China surprisingly holds mortgage rate, underwhelming move raises easing outlook concerns
- China’s one-year loan prime rate (LPR) was cut from 3.55 to 3.45 per cent, but the five-year LPR remained unchanged at 4.2 per cent
- Analysts have warned that a real impact on housing demand and the economy would require more than just rate cuts

02:09
China surprises market by keeping mortgage rate unchanged amid ongoing property crisis
China refrained from slashing its widely watched mortgage rate on Monday, in an unexpected move that raised market concerns over how the world’s second-largest economy will tackle the ongoing property crisis and also restore homebuyer confidence.

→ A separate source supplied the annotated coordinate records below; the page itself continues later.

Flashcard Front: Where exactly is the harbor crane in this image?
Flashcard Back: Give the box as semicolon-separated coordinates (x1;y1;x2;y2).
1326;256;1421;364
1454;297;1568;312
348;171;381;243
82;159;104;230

The five-year loan prime rate (LPR) – which is a reference rate for mortgages – was left unchanged at 4.2 per cent at the August fixing, the People’s Bank of China (PBOC) said.

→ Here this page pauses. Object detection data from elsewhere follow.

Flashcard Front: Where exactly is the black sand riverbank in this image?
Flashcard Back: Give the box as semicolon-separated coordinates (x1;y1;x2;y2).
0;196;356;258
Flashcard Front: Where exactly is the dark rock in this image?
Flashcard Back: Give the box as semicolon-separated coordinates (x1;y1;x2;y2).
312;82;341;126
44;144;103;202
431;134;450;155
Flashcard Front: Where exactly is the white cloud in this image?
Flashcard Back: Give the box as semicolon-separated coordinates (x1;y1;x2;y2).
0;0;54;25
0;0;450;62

The central bank, though, only cut the one-year loan prime rate – the medium-term lending benchmark for corporate loans – from 3.55 to 3.45 per cent.

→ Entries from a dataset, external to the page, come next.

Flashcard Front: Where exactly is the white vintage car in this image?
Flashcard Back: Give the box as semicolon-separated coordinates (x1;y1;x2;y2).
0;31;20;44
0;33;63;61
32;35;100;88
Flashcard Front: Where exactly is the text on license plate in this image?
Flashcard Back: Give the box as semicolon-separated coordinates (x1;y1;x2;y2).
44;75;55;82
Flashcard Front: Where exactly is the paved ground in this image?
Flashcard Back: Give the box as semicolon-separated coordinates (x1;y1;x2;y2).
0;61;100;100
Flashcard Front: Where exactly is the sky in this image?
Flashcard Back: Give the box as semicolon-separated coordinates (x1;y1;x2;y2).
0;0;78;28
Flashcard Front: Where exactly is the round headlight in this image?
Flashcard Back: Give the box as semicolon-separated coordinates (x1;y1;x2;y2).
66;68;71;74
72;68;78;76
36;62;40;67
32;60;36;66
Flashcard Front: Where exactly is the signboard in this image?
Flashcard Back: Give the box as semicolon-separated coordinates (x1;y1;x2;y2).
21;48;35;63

China’s stock market fell and the yuan weakened against the US dollar after the surprise move. The yuan deteriorated by as much as 0.4 per cent to 7.3094 per US dollar.
The rate cut of existing mortgage loans is already in the pipeline
The benchmark Shanghai Composite Index fell by as much as 1.2 per cent, while Shenzhen’s key market gauge declined by 1.3 per cent. Hong Kong’s Hang Seng Index, meanwhile, retraced by 1.8 per cent.